Since LLMs have a finite context window (e.g. 4096 tokens for GPT-3), data is broken down into manageable chunks that fit within this window while maintaining coherence. There are various approaches to chunking:

  • Using fixed-size windows with some overlap between chunks

  • Splitting on semantic boundaries like sentences or paragraphs

  • Using progressive summarization to create hierarchical chunks


Long documents are condensed into summaries, capturing essential information to aid the LLMs in understanding the context without needing to parse through the entire document.

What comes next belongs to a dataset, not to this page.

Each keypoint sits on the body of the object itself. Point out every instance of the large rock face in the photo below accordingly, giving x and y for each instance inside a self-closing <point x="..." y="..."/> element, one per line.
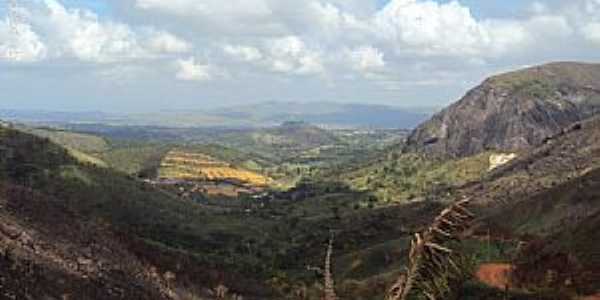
<point x="513" y="111"/>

This process involves creating vector representations of text chunks, enabling efficient retrieval of relevant information during the RAG process.

3. Loading

The transformed text chunks and their embeddings are loaded into a vector database, optimized for fast approximate nearest neighbor search and retrieval by the RAG application. The vector database serves as the knowledge base from which the RAG system fetches the most relevant information to augment the LLM's responses. This loading phase is a crucial part of the indexing and preparation steps in the RAG workflow.

When loading data, key things to consider are:

  • Identifying and removing any personally identifiable information (PII) or sensitive data from the text chunks before indexing.

  • Embedding dimensionality and distance metrics

  • Indexing and sharding for scalability with large datasets

  • Updating and synchronizing embeddings as new data is ingested

  • Storing and aligning chunk metadata for retrieval

Bringing It All Together: The Content Workflow Pipeline

Building an effective RAG application relies heavily on a robust ETL pipeline. A proper ETL pipeline ensures that the RAG system can swiftly access the most relevant and concise information from the vector database whenever a query is made, which the LLM uses to generate informed, accurate, and relevant responses.

ETL tools and platforms like Graphlit provide managed components across the RAG stack to help streamline the development of these pipelines. This includes scalable data connectors for ingesting data from a wide variety of data sources.

Graphlit provides an end-to-end content workflow pipeline, which eliminates the need for integrating projects like LangChain or LlamaIndex, selecting a vector database like Pinecone or Qdrant, or building ETL pipelines from scratch. Graphlit handles all of this as a managed, usage-priced platform, optimized for RAG-based vertical AI applications, and made easy to integrate by developers.

By transforming unstructured data into an optimized and accessible format, companies can unlock the true potential of their data assets, leveraging it to power compelling RAG applications. The synergy between modern ETL processes, vector databases, and RAG is crucial to deliver next-generation apps that understand and interact with your company's ever-growing information.